Retail sales have worst decline ever, says BRC
The British Retail Consortium (BRC) has reported that retail sales fell by their largest monthly margin since records began in 1996.
The BRC said that total sales fell by 1.9 per cent on March 2010, although that was partly down to the busy Easter trading weekend falling in March last year. Like-for-like sales fell by 3.5 per cent, the worst level since 2005.
Footwear showed the only area of growth in the report but food and drink, clothing and electrical sales all fell and home and furniture purchases suffered the most. Even internet sales, which had been bucking the high street trend, grew at their smallest rate since records started in 2008.

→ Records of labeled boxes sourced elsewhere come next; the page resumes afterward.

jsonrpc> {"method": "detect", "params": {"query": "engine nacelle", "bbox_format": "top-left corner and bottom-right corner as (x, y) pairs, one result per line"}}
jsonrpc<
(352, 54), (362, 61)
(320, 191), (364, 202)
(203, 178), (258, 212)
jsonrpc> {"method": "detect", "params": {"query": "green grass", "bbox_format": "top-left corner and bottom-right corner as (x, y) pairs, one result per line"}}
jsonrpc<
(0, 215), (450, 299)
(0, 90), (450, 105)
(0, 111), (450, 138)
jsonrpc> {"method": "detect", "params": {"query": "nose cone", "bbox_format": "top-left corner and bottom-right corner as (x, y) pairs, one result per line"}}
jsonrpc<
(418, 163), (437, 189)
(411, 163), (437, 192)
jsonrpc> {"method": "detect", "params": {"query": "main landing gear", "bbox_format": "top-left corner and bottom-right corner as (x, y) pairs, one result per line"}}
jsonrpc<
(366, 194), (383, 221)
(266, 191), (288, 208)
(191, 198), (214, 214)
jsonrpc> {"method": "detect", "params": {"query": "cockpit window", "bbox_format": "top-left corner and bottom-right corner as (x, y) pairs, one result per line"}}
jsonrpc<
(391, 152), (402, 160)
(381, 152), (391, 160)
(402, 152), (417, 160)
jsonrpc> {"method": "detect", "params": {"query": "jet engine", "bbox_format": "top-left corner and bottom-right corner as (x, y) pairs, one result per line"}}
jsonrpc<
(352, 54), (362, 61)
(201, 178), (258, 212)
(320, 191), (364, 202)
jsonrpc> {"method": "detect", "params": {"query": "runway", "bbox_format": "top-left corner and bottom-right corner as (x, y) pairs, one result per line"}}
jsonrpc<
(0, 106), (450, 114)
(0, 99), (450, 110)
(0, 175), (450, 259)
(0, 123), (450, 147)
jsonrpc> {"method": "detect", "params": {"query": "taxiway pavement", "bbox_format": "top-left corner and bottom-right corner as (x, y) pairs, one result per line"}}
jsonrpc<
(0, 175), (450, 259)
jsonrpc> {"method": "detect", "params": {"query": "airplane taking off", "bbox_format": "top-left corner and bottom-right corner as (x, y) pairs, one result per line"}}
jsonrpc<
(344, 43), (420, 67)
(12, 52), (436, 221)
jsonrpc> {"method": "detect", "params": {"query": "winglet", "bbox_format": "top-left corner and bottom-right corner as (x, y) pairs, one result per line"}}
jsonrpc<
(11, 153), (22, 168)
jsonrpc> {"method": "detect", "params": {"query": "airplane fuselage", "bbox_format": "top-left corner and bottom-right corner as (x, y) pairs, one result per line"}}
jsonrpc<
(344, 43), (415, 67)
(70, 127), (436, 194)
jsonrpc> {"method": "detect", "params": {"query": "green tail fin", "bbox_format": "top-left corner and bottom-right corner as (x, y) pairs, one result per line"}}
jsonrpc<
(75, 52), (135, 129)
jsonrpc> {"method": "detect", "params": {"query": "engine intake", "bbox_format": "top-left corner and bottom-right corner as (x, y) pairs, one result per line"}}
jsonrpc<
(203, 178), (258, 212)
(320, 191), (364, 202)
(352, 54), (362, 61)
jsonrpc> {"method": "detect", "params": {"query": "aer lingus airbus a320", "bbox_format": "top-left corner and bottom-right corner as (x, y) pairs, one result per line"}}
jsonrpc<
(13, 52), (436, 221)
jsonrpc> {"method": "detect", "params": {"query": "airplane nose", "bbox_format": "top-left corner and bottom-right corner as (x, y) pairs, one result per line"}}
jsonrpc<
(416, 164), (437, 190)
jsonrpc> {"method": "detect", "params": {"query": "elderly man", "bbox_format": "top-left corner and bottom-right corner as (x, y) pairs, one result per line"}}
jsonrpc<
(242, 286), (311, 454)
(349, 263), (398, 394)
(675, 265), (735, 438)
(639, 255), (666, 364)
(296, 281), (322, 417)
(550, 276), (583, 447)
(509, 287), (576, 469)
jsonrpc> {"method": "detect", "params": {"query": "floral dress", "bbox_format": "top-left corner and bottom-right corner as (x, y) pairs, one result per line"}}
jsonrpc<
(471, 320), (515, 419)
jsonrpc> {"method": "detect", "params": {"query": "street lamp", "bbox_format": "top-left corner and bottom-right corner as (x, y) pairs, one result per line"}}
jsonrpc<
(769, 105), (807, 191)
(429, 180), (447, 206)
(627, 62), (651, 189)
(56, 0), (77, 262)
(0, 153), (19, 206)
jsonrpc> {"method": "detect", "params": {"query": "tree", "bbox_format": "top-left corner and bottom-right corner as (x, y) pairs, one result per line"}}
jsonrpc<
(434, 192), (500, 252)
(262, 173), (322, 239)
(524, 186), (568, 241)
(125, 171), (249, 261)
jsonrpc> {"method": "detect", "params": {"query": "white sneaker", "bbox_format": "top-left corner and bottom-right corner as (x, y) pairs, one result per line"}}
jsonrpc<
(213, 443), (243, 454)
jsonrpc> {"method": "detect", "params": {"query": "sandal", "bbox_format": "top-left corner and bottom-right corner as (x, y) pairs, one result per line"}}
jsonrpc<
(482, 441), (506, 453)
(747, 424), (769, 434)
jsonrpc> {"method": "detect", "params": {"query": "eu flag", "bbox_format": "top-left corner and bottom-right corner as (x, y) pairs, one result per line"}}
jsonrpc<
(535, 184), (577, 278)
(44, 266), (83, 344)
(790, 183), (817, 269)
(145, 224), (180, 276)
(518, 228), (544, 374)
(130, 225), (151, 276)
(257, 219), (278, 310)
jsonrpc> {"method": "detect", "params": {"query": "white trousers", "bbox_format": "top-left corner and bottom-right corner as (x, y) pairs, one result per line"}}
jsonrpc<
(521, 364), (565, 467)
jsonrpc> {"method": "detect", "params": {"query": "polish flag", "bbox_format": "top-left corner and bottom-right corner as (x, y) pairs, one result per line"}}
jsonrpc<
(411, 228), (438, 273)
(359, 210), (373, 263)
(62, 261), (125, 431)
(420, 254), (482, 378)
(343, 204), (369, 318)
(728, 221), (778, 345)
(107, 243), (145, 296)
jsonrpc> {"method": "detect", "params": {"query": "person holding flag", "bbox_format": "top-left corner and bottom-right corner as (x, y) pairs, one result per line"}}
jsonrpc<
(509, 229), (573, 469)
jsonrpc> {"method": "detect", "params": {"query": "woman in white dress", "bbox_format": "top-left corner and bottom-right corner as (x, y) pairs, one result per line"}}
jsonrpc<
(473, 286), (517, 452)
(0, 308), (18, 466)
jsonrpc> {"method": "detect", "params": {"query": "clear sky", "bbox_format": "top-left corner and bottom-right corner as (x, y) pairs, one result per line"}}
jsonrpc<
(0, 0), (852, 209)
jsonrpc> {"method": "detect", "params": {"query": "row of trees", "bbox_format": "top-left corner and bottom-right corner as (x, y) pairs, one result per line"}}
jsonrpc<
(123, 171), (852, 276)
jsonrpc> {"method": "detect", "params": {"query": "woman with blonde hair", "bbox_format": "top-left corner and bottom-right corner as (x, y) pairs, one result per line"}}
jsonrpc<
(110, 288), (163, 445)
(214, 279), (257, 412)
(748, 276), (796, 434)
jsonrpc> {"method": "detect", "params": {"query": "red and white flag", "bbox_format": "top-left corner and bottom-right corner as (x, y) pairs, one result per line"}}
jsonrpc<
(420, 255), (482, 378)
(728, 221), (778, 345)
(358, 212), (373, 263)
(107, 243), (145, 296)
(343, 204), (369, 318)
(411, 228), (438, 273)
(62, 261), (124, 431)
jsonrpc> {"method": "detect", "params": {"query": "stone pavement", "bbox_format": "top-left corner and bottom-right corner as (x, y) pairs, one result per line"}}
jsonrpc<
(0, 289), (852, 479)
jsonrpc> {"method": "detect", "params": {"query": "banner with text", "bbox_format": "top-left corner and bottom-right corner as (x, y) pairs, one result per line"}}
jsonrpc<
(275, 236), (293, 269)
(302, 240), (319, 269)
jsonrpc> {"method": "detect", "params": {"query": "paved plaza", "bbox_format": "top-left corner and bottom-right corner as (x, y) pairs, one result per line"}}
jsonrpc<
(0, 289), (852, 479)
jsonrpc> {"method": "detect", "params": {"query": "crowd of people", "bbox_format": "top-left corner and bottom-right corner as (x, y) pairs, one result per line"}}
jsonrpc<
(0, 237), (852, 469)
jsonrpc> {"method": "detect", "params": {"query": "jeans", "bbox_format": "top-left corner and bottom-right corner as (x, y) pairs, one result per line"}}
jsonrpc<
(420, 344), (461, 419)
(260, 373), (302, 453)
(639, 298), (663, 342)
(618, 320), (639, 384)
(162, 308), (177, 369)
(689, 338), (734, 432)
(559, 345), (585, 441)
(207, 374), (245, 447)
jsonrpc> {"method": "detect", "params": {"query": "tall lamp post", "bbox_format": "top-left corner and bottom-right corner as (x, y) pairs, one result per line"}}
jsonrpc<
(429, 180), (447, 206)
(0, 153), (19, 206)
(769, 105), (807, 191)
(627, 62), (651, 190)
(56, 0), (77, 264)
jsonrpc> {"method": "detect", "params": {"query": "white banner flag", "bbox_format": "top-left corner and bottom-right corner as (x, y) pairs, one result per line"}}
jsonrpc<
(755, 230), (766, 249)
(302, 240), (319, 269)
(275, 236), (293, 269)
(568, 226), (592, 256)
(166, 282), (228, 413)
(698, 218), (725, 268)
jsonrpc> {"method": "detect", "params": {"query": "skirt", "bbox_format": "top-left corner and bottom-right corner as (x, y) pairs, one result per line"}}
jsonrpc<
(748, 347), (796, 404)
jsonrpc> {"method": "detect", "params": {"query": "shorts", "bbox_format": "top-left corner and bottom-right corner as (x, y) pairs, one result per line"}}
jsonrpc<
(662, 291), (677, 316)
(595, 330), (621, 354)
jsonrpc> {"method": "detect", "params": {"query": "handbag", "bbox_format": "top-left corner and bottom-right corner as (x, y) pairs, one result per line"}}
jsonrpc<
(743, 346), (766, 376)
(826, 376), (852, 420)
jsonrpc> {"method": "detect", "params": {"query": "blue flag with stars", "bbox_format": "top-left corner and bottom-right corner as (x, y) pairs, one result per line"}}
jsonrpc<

Stephen Robertson, Director General of the BRC said: "This is the worst drop in total sales since we first collected these figures in 1995. Non-food retailers were particularly hard-hit. This is strong evidence of the pressure customers and traders are under. This year's later Easter is a factor but this fall goes way beyond anything that can be explained by that alone.
Today, (April 12th) saw the Office for National Statistics (ONS) release its inflation report for March which unveiled surprisingly good figures that showed inflation fell to four per cent, but the last few weeks have seen a succession of poor trading figures from retailers such as HMV, Currys, Next and Mothercare that back-up the latest retail figures released by the BRC today.
Stephen Robertson said: "Uncomfortably high inflation and low wage growth have produced the first year-on-year fall in disposable incomes for thirty years. Mounting fuel and utility costs, falling house prices, higher VAT and the prospect of more tax rises and job losses left people unwilling to spend unless they really had to.”